Do you still battle other MC’s on an underground level? Nah, not at all. I weren’t even in to it back then. I wasn’t in it for them reasons. I was more interested in being heard with the best MC’s. I thought it sounded good on the tape for other people to hear.

What’s your set up like at home, have you get decks?  Nah where I live now I ain’t got nothing set up. Even some of the tracks from my last album I done just on a laptop and hooked it up with an audio wire to a stereo and just built the beats like that. Then I took it to the studio and made it better. When I move again I’ll set up a proper studio. We have got one, I just ain’t got one at home. I ain’t had turntables since I was 14 or 15.

What are your hobbies? I like a bit of martial arts. I like going to the cinema, I like computers and f*cking around on the PlayStation or the PS3 playing Pro Evolution or FIFA. I like arcades, I went Trocadero yesterday but it feels wrong, I felt a bit old being in there innit.

Yeah I know what you mean like in Sega World. Yeah that kind of sh*t, f*cking around on the gun games, yeah man.
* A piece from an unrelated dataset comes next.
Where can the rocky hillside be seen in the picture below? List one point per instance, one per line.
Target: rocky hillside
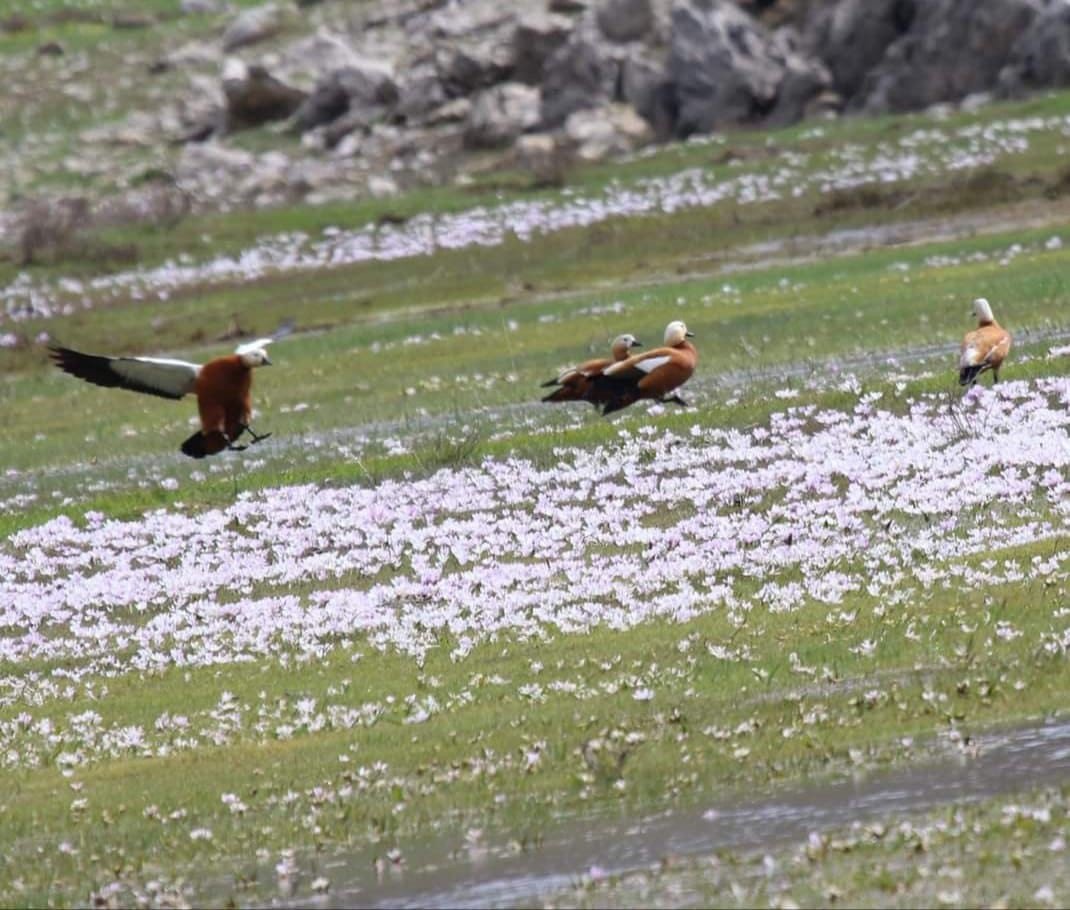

Can you translate any London slang words which our readers may not have heard? Er… Nang, if something’s nang it’s really good, it’s proper.  Bless means it’s all good innit, it’s cool.  Bless means a few things like, hello, goodbye, thank you or it’s like saying I understand.

If you can give our readers one piece of advice, what would it be? Live life to the full and don’t give up on your dreams man.

Picture the scene. You’re lying by the sea on a beach in Barbados. What would you chose to drink? A cocktail, I like a Pina Colada.

If you could choose someone to be with you, dead or alive, who would it be? Pam Grier back in her day or a young Barbara Windsor.

What tune would you be listening to in the background? On the beach I’d probably be listening to Snoop Dogg.

Marmite, love it or hate it? I don’t really care about it to be fair.